Son équipe et elle ont donc entrepris d’extraire les différents composés présents dans cette résine du paléogène. Ils ont examiné les échantillons collectés par Ambrose, ainsi que de l’ambre baltique disponible dans le commerce. « L’un des défis majeurs consistait à préparer une poudre fine et homogène à partir des galets d’ambre, pour pouvoir effectuer une extraction par solvant », explique Connor McDermott, qui a participé à l’étude. Ceci fait, la poudre d’ambre a finalement été analysée par chromatographie en phase gazeuse couplée à la spectrométrie de masse (GC-MS).
Les spectres GC-MS obtenus ont permis d’identifier des dizaines de composés. Les plus intéressants étaient l’acide abiétique, l’acide déhydroabiétique et l’acide palustrique — des métabolites que l’on trouve dans les résines des végétaux, particulièrement dans la résine de pin. Ce sont des composés organiques à 20 atomes de carbone, à trois cycles, dont l’activité biologique est bien connue : ils agissent comme agents naturels de préservation du bois.
Ces acides sont cependant difficiles à purifier ; les chercheurs ont donc acheté une petite quantité de ces acides sous leur forme pure, puis les ont confiés à un laboratoire d’analyse biologique afin de tester leur activité face à plusieurs espèces bactériennes, dont certaines sont aujourd’hui résistantes aux antibiotiques traditionnels.
Reproduire une substance datant de l’éocène
Ils ont ainsi découvert que les composés extraits de l’ambre présentaient une activité contre les bactéries à Gram positif, telles que certaines souches de Staphylococcus aureus (ou staphylocoque doré), une espèce extrêmement pathogène. En revanche, ils n’avaient aucune action contre les bactéries à Gram négatif.

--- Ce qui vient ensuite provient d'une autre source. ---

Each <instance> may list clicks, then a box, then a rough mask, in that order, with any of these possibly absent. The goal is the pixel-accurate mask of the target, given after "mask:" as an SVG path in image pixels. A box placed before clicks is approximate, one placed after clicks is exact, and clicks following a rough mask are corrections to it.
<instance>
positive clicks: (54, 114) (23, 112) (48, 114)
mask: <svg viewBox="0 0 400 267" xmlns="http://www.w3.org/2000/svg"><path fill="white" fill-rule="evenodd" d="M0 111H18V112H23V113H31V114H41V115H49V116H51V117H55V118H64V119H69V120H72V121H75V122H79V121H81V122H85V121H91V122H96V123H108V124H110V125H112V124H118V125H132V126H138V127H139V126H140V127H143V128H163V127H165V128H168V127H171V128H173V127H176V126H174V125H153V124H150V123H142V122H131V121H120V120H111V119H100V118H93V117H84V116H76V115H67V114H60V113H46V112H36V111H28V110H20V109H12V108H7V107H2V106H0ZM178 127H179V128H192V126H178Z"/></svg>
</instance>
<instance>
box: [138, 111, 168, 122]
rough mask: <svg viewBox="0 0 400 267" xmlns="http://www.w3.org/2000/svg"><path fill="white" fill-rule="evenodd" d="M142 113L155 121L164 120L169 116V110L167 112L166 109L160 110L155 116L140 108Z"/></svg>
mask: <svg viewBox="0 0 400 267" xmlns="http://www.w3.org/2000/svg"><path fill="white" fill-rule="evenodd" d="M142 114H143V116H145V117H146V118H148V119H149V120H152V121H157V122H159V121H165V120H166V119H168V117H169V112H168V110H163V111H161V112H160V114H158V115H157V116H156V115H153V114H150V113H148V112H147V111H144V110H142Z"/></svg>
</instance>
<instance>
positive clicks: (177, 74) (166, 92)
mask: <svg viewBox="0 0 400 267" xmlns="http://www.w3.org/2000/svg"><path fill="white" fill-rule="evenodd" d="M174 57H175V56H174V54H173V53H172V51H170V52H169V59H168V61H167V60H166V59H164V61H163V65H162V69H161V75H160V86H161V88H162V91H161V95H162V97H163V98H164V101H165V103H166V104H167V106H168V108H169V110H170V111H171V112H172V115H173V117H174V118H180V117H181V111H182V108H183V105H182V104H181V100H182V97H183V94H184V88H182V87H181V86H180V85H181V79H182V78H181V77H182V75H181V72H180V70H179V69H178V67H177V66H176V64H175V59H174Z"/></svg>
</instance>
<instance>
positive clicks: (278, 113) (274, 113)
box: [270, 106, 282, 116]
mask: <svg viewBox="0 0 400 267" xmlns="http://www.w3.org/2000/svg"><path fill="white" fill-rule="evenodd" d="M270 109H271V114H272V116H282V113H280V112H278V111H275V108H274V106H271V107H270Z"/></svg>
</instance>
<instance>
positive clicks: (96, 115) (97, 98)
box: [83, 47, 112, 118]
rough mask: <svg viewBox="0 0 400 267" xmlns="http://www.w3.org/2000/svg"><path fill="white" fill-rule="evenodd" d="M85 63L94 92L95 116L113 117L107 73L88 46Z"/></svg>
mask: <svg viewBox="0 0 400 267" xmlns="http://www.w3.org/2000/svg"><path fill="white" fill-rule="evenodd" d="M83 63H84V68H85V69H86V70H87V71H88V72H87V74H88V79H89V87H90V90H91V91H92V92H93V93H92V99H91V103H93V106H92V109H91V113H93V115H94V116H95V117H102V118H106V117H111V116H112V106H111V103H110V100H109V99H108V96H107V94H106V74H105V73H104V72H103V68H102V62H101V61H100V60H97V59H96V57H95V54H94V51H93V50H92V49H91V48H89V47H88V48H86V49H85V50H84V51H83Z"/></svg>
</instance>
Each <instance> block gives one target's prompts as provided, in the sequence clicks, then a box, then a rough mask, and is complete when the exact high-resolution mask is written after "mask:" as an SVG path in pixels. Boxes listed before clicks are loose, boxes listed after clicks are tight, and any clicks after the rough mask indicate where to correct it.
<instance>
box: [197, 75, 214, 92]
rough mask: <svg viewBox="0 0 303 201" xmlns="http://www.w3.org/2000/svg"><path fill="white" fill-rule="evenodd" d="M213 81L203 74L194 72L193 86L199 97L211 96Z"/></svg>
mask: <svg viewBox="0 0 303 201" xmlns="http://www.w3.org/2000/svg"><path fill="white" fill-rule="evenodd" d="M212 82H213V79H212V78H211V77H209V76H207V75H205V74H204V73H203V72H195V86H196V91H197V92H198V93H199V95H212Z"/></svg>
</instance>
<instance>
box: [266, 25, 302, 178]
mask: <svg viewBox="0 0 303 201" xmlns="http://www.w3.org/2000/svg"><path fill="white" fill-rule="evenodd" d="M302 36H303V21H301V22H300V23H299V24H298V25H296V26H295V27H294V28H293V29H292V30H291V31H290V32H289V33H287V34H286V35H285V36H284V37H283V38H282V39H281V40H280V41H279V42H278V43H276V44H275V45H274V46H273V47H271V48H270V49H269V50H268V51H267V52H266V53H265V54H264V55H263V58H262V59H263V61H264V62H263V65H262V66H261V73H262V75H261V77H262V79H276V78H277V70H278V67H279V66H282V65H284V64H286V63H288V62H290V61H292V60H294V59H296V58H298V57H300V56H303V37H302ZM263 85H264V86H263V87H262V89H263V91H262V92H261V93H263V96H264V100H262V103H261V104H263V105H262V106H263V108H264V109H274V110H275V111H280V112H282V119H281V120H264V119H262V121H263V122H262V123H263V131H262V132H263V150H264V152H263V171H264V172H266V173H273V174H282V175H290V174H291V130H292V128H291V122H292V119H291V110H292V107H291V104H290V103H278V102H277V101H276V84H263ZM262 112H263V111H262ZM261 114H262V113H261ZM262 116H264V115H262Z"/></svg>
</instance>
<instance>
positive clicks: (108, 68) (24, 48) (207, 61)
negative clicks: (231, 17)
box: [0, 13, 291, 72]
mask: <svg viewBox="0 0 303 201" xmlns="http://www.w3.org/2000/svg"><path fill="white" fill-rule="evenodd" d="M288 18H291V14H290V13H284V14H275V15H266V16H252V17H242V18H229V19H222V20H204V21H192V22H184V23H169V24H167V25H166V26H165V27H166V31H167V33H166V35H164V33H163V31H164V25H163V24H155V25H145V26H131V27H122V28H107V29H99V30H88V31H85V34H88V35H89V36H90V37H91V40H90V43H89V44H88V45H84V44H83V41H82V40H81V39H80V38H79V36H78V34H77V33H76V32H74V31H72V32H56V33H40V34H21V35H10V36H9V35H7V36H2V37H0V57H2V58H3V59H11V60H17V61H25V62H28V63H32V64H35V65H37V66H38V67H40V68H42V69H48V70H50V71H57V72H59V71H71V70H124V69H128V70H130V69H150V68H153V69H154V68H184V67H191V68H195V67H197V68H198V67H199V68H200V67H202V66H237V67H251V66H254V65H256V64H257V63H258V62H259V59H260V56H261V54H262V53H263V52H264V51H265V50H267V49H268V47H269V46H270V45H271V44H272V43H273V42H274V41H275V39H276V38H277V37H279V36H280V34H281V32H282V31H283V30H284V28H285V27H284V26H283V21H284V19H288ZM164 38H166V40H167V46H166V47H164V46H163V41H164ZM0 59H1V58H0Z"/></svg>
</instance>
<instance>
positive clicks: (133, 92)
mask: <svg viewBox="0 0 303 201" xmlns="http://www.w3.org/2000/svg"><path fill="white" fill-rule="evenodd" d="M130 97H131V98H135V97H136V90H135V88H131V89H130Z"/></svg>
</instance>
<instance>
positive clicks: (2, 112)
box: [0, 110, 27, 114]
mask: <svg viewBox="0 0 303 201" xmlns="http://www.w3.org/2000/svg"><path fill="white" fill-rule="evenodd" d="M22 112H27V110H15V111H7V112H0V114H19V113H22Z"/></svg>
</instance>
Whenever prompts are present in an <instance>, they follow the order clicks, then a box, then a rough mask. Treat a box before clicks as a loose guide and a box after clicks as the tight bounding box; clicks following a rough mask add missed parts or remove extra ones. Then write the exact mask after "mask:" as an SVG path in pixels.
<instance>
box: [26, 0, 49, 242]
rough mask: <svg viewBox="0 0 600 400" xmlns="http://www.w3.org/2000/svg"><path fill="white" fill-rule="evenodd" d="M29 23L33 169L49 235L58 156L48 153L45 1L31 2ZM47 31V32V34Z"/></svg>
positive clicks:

Or, les bactéries à Gram positif ont une paroi cellulaire moins complexe que les bactéries à Gram négatif : elles ont une structure unimembranée, autrement dit, elles n’ont pas de membrane externe ; ainsi, bien que très épaisse, la couche de peptidoglycane composant la paroi cellulaire est en contact direct avec le milieu extérieur. En quoi cette différence de comportement des acides résiniques face à ces deux types de bactéries est-elle intéressante ? « Cela implique que la composition de la membrane bactérienne est importante pour l’activité des composés », explique McDermott.
Parallèlement, l’équipe a examiné un échantillon de pin parasol japonais, soit l’espèce vivante la plus proche aujourd’hui des arbres qui ont produit la résine à l’époque de l’éocène. Les chercheurs ont extrait la résine des aiguilles et des tiges de cet arbre ; ils ont alors identifié le sclarène, une molécule à 20 atomes de carbone également, qui pourrait théoriquement subir des transformations chimiques afin de synthétiser les composés bioactifs trouvés dans les échantillons d’ambre de la Baltique. Ce qui constitue une nouvelle piste vers la production de masse de nouveaux types de médicaments. « Les acides abiétiques et leurs dérivés sont potentiellement une source inexploitée de nouveaux médicaments, en particulier pour traiter les infections causées par des bactéries à Gram positif, qui sont de plus en plus résistantes aux antibiotiques connus », se réjouit Ambrose.